Mr. Wyden has made clear that he intends to propose legislation to add safeguards for Americans’ privacy in connection with commercially available location data. In a Senate speech this week, he denounced circumstances “in which the government, instead of getting an order, just goes out and purchases the private records of Americans from these sleazy and unregulated commercial data brokers who are simply above the law.”
It has been known that the government sometimes uses such data for law enforcement purposes on domestic soil.

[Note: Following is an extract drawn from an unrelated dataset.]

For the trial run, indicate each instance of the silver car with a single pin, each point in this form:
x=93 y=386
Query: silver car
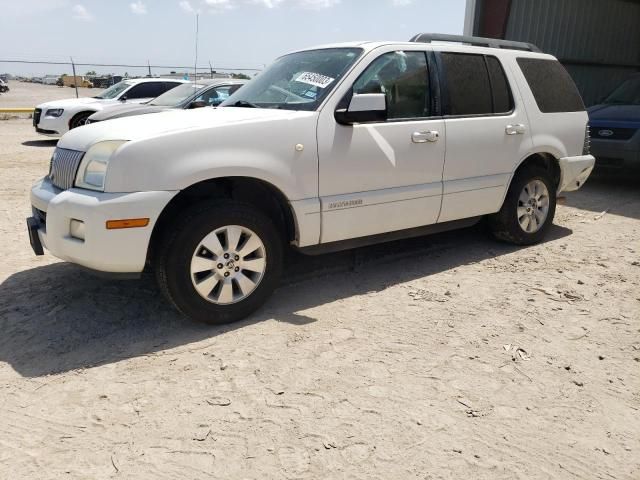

The Wall Street Journal reported last year about law enforcement agencies using such data. In particular, it found, two agencies in the Department of Homeland Security — Immigration and Customs Enforcement, and Customs and Border Protection — have used the data in patrolling the border and investigating immigrants who were later arrested.
The military has also been known to sometimes use location data for intelligence purposes.
In November, Vice’s Motherboard tech blog reported that Muslim Pro, a Muslim prayer and Quran app, had sent its users’ location data to a broker called X-Mode that in turn sold it to defense contractors and the U.S. military. Muslim Pro then said it would stop sharing data with X-Mode, and Apple and Google said they would ban apps that use the company’s tracking software from phones running their mobile operating systems.
Mr. Wyden’s coming legislation on the topic appears likely to be swept into a larger surveillance debate that flared in Congress last year before it temporarily ran aground after erratic statements by President Donald J. Trump, as he stoked his grievances over the Russia investigation, threatening to veto the bill and not making clear what would satisfy him.
The the 4th amendment should never be for sale.*I do mean this characterization of Thiel literally. He is literally a vampire who wants to use the blood of the young to extend his lifespan.